The rating agency further said that the new policy approvals in hydrocarbon E&P could help bring in transparency and lower administrative complexities in the sector. It expects the pricing formula to almost double the prices of domestic gas from difficult fields to about $ 7 per million British thermal units (mmbtu), from the current $ 3.8 an mmbtu. At present, domestic gas prices are determined by a formula of average gas prices in gas surplus geographies.
S&P, however, said the decisions 'could help attract investments' in the difficult fields but it will take time, as some of the difficult fields are green field projects and many discoveries will need approvals for capital outlays and time to implement. It also said that the new policies are credit positive for Oil and Natural Gas Corp (ONGC) and Reliance Industries (RIL), but meaningful cash flows are a few years away, as the investments in the difficult fields will increase gradually and meaningful production from such fields will take much longer.

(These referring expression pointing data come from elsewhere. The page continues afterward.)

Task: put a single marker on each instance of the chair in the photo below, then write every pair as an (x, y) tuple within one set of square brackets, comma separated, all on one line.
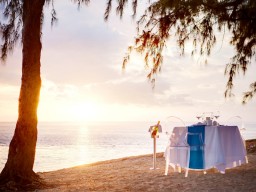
[(177, 151), (195, 143)]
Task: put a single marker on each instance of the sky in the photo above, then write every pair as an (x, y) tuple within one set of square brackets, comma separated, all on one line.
[(83, 80)]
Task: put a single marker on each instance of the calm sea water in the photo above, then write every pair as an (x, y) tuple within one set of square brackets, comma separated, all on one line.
[(62, 145)]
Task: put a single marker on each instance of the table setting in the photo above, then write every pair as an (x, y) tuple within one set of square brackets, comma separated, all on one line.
[(205, 145)]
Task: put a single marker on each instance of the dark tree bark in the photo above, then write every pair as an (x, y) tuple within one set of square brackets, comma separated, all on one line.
[(19, 166)]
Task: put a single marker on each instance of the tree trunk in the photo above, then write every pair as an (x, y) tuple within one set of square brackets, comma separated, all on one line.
[(20, 162)]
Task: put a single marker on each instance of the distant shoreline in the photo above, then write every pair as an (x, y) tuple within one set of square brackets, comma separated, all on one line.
[(134, 174)]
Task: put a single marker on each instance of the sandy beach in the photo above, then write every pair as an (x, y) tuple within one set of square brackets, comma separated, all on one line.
[(134, 174)]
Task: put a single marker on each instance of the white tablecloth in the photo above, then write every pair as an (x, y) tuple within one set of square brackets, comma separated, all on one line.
[(224, 148)]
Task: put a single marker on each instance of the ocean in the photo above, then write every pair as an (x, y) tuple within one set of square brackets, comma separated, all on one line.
[(63, 145)]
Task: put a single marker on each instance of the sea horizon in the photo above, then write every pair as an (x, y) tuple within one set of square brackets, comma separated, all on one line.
[(67, 144)]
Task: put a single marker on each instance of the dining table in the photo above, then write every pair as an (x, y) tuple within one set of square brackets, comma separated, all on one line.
[(202, 147)]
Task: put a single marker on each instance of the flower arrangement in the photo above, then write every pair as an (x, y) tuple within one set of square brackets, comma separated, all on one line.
[(155, 130)]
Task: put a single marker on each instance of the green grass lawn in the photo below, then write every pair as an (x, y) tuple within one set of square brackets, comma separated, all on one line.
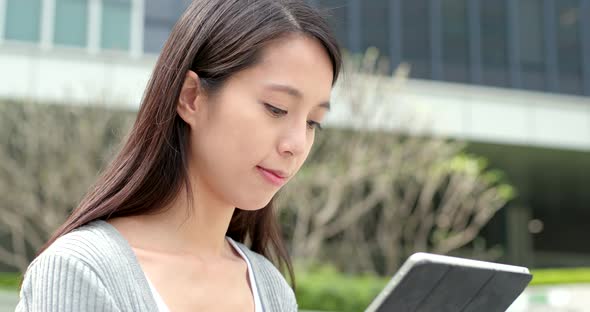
[(326, 289)]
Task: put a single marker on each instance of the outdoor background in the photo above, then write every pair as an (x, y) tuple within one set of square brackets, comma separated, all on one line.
[(460, 127)]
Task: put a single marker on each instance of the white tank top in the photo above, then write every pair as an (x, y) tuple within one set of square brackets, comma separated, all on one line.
[(257, 305)]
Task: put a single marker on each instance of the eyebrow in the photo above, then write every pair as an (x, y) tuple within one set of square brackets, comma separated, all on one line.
[(294, 93)]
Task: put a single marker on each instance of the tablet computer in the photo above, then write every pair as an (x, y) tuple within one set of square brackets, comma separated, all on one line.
[(434, 283)]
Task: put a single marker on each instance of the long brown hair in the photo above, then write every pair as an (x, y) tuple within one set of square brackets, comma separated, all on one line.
[(215, 39)]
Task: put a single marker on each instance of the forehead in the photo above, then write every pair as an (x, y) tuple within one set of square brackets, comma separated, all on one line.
[(297, 61)]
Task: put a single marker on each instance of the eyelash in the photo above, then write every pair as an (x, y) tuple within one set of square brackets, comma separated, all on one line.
[(277, 112)]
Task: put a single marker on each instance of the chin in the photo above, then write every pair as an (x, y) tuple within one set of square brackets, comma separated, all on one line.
[(253, 204)]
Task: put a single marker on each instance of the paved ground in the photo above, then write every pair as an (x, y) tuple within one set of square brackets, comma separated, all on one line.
[(569, 298)]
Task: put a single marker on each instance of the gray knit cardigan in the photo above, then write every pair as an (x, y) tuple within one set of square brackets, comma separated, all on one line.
[(93, 268)]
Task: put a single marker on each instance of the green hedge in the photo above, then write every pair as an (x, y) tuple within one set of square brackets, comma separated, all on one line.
[(328, 290), (9, 281)]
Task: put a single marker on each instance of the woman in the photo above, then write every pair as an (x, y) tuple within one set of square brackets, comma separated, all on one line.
[(228, 117)]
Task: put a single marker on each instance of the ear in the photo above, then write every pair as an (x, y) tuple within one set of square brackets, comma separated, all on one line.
[(190, 96)]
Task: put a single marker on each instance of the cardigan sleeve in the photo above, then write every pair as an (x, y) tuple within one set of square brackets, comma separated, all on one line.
[(63, 283)]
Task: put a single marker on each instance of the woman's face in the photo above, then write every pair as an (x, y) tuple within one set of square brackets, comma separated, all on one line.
[(251, 137)]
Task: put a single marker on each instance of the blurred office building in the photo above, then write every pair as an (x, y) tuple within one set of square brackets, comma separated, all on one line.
[(511, 77)]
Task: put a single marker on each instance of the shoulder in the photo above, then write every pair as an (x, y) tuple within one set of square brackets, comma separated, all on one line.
[(91, 248), (270, 282), (70, 269), (93, 245), (89, 264)]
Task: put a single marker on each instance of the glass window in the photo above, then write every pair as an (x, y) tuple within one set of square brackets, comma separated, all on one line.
[(375, 27), (160, 17), (115, 24), (532, 44), (23, 20), (416, 37), (71, 22), (494, 43), (337, 12), (569, 46), (455, 40)]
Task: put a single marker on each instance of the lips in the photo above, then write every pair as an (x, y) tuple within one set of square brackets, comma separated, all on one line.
[(275, 177)]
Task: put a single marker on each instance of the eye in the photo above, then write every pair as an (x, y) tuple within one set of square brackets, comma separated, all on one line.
[(314, 125), (275, 111)]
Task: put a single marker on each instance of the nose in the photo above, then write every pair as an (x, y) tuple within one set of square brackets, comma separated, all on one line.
[(293, 141)]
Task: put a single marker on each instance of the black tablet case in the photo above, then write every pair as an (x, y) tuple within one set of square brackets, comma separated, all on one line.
[(436, 287)]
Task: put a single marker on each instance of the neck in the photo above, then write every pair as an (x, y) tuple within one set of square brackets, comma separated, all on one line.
[(196, 228)]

Under the new formula, gas prices would be capped at the lowest of the imported cost of fuel oil, landed price of liquefied natural gas (LNG), or weighted average of imported price of coal, fuel oil, and naphtha.These prices will be reset semi-annually and will be applicable for future discoveries and existing discoveries that are yet to start commercial production. In addition, all exploration and production (E&P) activities will require just a single license, and bidders will be free to choose areas for exploration from among the fields up for auction.